Without these guardrails, the models would gladly help users build chemical weapons, write malicious software code or venture off into nonsensical tangents.

One technique for keeping them in line is called reinforcement learning with human feedback, where the models can be steered into proper behavior patterns by rewarding them when they act in the desired way.

But that technique only goes so far. Companies also add elaborate prompts that are normally invisible to the customers prompting chatbots and image generators. Known as system prompts, they contain a series of instructions, including asking the LLM to create a range of ethnicities when generating images of people.

Even then, user prompts can be transformed in the background before they even reach the LLM they’re using. By the time anyone asks a chatbot or image generator to do something, it’s many steps removed from the raw AI model doing most of the work.

Reed’s view

The Google Gemini scandal has perturbed conservatives and led to calls for the resignation of Pichai, Alphabet’s CEO. The narrative from this point of view is that Pichai has allowed the company to infuse its AI tools with “woke” politics. This is also the view of some Google employees.

In this newsletter, I’ve shared my somewhat contrarian view on this. I think it shows a technical shortcoming in the way large language models work. And that’s not unique to Google; it’s inherent in the architecture that powers generative AI.

Earlier this week, my Semafor colleague Alan Haburchak pointed out that he was seeing similar results in Adobe Firefly, the image generation service that launched about a year ago.

Adobe lacks Google’s high profile and hasn’t become a political target, but he wasn’t the first person to point out the problem. I found Adobe customers complaining about this issue last May. “I’m creating a comic and one of the characters happens to be an elderly white man,” one customer wrote. “But Firefly insists on giving me a ‘diverse’ mix of images, one black, one hispanic, one asian, one white.”

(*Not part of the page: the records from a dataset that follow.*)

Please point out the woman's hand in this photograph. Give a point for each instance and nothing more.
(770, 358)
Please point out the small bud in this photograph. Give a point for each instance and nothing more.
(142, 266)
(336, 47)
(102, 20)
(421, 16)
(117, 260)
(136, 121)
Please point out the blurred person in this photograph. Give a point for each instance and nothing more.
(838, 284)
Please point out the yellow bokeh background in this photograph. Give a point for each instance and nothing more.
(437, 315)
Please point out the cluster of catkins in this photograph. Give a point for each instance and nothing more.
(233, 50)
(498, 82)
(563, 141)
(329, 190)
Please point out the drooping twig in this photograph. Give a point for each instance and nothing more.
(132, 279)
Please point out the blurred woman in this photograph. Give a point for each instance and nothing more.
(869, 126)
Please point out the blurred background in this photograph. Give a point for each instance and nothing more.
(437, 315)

“Whoever is throttling your system is part of the woke religion,” another customer wrote.

Partly because the internet was created and first popularized in the U.S., white people are overrepresented in the datasets used to train the algorithm. And it’s difficult for todays’ large language models to grasp that their designers want diverse representation in some situations, but historical accuracy in others.

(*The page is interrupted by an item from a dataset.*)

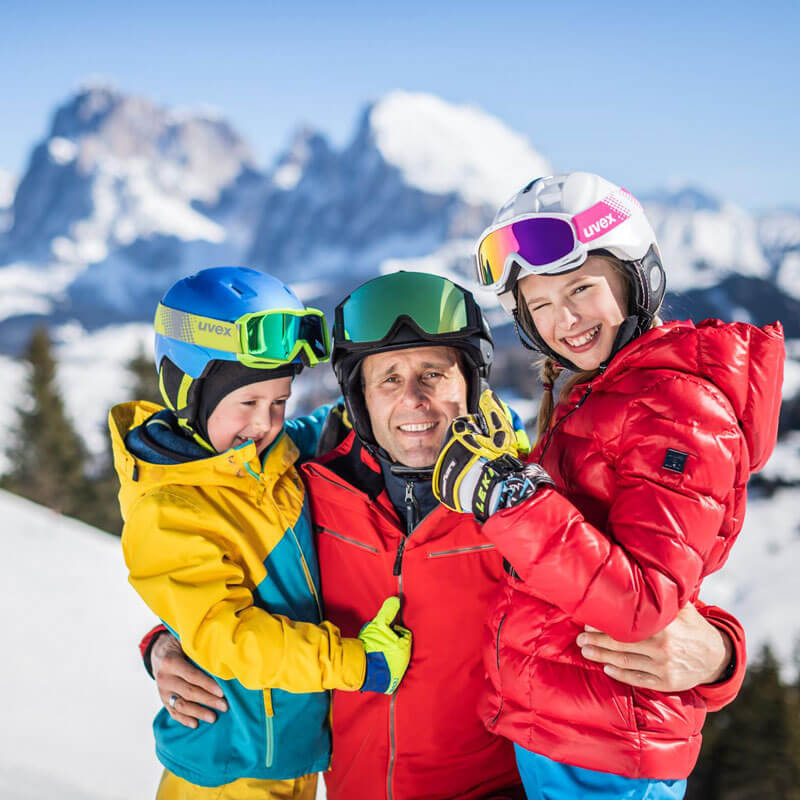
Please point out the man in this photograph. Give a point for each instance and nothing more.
(411, 351)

This problem will get closer to being solved when AI models become more capable and can better understand the nuances and meaning of language.

Room for Disagreement

Ben Thompson argues that Google’s mishaps — like refusing to promote meat — are not really mishaps at all, but the result of an extreme left-wing point of view infused into the technology by a company whose culture has run amok.

“The biggest question of all, though, is Google,” Thompson said. “Again, this is a company that should dominate AI, thanks to their research and their infrastructure. The biggest obstacle, though, above and beyond business model, is clearly culture. To that end, the nicest thing you can say about Google’s management is to assume that they, like me and everyone else, just want to build products and not be yelled at; that, though, is not leadership.”